Interface induced spin-orbit interaction in silicon quantum dots and prospects of scalability

Dr Kok Wai Chan
4pm Thursday 11 May 2017
CQC2T Conference Room, Level 2, Newton Building J12, UNSW Kensington Campus

Silicon (Si) quantum dots (QD) have been among the most prominent candidates for implementing spin based qubits with a potential for scalability, due to their exceptional coherence times and industry standard fabrication process. To build a large-scale quantum computer with Si QDs, we must address any dot-to-dot variations that can cause randomness in qubit operations.
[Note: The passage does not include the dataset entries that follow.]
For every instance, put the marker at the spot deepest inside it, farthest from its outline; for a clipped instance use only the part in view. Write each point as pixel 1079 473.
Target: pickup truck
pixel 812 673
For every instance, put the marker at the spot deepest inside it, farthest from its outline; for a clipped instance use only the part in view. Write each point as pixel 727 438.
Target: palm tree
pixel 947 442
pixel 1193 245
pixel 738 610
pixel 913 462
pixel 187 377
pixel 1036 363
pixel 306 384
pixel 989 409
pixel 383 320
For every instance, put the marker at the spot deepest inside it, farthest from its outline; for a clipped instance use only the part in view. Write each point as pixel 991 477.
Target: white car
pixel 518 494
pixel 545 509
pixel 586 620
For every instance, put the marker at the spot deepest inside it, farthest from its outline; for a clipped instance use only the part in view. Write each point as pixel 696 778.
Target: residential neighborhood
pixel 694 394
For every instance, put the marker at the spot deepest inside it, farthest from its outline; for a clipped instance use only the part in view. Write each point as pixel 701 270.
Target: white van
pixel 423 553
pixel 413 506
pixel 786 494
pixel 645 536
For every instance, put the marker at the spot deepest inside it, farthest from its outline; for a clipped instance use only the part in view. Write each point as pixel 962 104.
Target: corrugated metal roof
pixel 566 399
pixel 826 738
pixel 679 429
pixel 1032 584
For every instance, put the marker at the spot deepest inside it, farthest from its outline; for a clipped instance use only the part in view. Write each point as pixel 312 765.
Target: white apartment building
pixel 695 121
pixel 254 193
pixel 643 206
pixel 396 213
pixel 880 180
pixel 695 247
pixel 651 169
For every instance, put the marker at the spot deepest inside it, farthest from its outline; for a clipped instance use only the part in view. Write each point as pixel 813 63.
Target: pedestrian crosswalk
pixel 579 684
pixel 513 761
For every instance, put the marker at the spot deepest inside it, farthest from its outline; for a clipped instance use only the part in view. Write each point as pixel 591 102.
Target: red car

In this work, we identify the presence of monoatomic steps at the Si/SiO2 interface as a dominant source of variations in the electron g-factors, which will cause qubit-to-qubit variability in the single qubit spin resonance frequencies. We compare our theoretical predictions with experiments on QDs at a Si/SiO2 interface, in which we observe significant differences in Stark shifts between QDs in two different samples, with varying dephasing times. More importantly, from our calculations we show that by employing the anisotropic nature of the spin-orbit interaction in a Si QD, we can minimise and control these variations. Ultimately, we predict an increase in the dephasing time of the Si QD spin qubits by at least an order of magnitude, by aligning the external DC magnetic field towards specific crystal orientations.